In vce physics, b^3 is right but in an experiment we did in uni, stopping voltage (max kinetic energy of electrons) does depend on intensity but they never told us why :S

Hey xZero (or anyone else), did I end up saying anything incorrect in my post? I've been looking up and trying to find references for what I said and I can't figure out if I've said something completely wrong or if what I said is correct. Feeling mega-confused at the moment .

Oh yeah, with the stopping voltage and intensity thing - is it because intensity increases the amount of electrons ejected. Because there are more electrons, you'd need more energy to stop them?

[xZero]

seems good to me, as for your explanation, i dont think so because as you said in your post, we only look at the most energetic electrons and what repulsive force i need to dissipate all its kinetic energy. Its like setting up a unbreakable barrier, if you throw 1 ball at it, it bounces back, you throw a million balls at it, they all bounce back.

[Lasercookie]

seems good to me,

Thanks.

as for your explanation, i dont think so because as you said in your post, we only look at the most energetic electrons and what repulsive force i need to dissipate all its kinetic energy. Its like setting up a unbreakable barrier, if you throw 1 ball at it, it bounces back, you throw a million balls at it, they all bounce back.

Hmm yeah. I'll try to find out more about the reason (hopefully it's not way beyond my level) after the physics exam - I want to know the answer lol.

[Shark 774]

Just want to know if doubling the number of photons hitting the metal will always double the number of electrons coming out of the metal, or not necessarily. Anyone know for sure, or not exactly? I wish my teacher could explain himself better...

[jimbothebest]

My understanding of it is that photocurrent is directly proportional to light intensity, so doubling the intensity will double the photocurrent. I'm pretty sure in the 'real world' this is not the case, as not every electron is the 'most loosely bound' or won't have the 'maximum kinetic energy' or whatever. But in VCE physics I've been told that a double in light intensity will double the amount of incident photons, and therefore double the amount of ejected electrons and hence photocurrent. Hope this is of any assistance.

[Lasercookie]

Yeah, that's my understanding of it as well. However, I tend to avoid explicitly using the word 'double' and just go for increase when answering theory questions though. I don't know why I do that, I guess because I'm not 100% convinced that it doubles perfectly.

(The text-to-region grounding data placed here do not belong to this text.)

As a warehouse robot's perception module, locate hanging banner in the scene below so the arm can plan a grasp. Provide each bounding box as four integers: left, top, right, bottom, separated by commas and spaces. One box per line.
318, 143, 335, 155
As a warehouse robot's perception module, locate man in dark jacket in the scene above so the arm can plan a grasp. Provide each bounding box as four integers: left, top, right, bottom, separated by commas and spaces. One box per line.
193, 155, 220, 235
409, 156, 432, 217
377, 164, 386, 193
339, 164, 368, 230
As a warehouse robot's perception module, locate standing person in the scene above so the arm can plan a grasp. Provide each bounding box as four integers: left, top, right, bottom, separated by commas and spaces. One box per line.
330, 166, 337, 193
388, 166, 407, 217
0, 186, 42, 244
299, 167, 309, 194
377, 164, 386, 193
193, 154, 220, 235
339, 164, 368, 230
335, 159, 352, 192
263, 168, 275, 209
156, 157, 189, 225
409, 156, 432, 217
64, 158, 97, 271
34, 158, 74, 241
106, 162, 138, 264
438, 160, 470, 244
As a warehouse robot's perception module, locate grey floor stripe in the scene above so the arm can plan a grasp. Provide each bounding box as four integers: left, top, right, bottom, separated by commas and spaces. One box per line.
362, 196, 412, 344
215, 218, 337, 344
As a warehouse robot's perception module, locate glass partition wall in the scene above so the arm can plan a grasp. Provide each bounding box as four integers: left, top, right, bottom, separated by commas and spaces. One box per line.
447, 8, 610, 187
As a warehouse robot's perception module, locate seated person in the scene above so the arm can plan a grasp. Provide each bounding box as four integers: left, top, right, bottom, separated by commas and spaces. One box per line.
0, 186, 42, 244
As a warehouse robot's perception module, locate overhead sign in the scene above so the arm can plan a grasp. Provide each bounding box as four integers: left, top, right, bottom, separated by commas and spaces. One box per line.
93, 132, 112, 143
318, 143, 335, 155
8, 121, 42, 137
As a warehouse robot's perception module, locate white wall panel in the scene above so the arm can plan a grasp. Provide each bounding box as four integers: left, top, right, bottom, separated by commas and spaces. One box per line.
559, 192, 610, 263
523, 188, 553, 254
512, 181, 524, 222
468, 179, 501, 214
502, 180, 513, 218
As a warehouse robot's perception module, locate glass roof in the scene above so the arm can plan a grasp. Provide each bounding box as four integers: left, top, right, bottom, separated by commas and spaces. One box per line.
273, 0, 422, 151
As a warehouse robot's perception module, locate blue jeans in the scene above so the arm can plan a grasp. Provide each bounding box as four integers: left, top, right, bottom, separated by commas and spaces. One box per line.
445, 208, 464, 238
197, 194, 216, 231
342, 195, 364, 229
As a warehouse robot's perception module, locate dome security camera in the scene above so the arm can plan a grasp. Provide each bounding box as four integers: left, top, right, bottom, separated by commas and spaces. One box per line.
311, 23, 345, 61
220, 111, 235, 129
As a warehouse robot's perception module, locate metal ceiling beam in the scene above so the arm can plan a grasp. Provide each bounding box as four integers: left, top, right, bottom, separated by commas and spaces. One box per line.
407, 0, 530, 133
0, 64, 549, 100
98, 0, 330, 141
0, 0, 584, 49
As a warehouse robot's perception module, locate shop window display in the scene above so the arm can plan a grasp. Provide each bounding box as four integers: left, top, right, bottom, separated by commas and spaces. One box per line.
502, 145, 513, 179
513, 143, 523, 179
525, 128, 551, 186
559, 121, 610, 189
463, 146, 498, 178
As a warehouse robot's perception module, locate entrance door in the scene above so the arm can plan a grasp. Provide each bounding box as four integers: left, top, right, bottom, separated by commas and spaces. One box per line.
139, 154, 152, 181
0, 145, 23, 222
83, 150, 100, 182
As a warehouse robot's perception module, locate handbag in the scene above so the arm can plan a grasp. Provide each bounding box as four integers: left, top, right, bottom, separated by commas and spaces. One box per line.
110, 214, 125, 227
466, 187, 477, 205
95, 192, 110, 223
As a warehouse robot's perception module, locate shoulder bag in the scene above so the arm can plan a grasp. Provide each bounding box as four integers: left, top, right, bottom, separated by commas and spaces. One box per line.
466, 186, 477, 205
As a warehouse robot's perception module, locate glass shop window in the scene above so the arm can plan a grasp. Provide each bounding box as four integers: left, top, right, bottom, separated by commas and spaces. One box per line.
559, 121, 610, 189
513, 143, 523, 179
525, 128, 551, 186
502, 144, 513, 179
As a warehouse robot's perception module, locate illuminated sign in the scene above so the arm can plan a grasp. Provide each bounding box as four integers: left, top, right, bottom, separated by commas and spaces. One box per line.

There was that question in VCAA 2009 (Q7ii) about electrons emitted per second when intensity is doubled. VCAA used the term 'increase' (though my teacher used the term 'double'). It's probably safer to go with VCAA's wording on the matter.

If I was asked to draw a graph of photo current after intensity is doubled, I would draw it to be doubled. I can't immediately recall any VCAA questions like that (I think they tend opt for the multiple choice of graphs).

I'll try to find more stuff relating to it when I read through the assessor reports again tomorrow.

About the 'real world' explanation, I think I went into that in that post I made earlier. I did some checking and I'm pretty sure most of what I said there is correct.